Exact statistical analysis for response-adaptive clinical trials: A general and computationally tractable approach

Abstract

Response-adaptive clinical trial designs allow targeting a given objective by skewing the allocation of participants to treatments based on observed outcomes. Response-adaptive designs face greater regulatory scrutiny due to potential type I error rate inflation, which limits their uptake in practice. Existing approaches for type I error control either only work for specific designs, have a risk of Monte Carlo/approximation error, are conservative, or computationally intractable. To this end, a general and computationally tractable approach is developed for exact analysis in two-arm response-adaptive designs with binary outcomes. This approach can construct exact tests for designs using either a randomized or deterministic response-adaptive procedure. The constructed conditional and unconditional exact tests generalize Fisher's and Barnard's exact tests, respectively.
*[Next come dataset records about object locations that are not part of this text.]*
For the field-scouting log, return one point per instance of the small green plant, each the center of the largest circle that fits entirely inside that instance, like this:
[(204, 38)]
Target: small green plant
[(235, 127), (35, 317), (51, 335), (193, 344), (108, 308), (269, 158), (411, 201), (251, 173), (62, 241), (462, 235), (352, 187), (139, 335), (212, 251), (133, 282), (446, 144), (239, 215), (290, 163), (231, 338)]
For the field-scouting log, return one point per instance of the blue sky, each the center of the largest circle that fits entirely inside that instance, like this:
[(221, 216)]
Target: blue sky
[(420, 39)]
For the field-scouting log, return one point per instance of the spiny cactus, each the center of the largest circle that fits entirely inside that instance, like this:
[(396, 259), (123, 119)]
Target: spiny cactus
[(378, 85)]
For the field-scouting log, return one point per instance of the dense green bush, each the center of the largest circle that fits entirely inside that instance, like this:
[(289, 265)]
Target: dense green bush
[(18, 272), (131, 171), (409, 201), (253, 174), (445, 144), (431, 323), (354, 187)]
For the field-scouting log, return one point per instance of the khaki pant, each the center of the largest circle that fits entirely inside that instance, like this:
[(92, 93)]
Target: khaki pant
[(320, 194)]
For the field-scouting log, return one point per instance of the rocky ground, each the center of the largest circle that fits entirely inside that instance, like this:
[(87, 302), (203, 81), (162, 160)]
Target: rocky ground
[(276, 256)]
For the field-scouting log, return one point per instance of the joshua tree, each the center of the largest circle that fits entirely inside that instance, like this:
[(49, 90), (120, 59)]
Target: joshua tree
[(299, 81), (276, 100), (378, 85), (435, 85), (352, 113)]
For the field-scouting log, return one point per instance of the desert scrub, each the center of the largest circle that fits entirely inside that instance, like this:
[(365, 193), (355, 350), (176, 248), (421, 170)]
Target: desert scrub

Furthermore, the approach allows for complexities such as delayed outcomes, early stopping, or allocation of participants in blocks. The efficient implementation of forward recursion allows for testing of two-arm trials with 1,000 participants on a standard computer. Through an illustrative computational study of trials using randomized dynamic programming it is shown that, contrary to what is known for equal allocation, the conditional exact Wald test based on total successes has, almost uniformly, higher power than the unconditional exact Wald test. Two real-world trials with the above-mentioned complexities are re-analyzed to demonstrate the value of the new approach in controlling type I errors and/or improving the statistical power.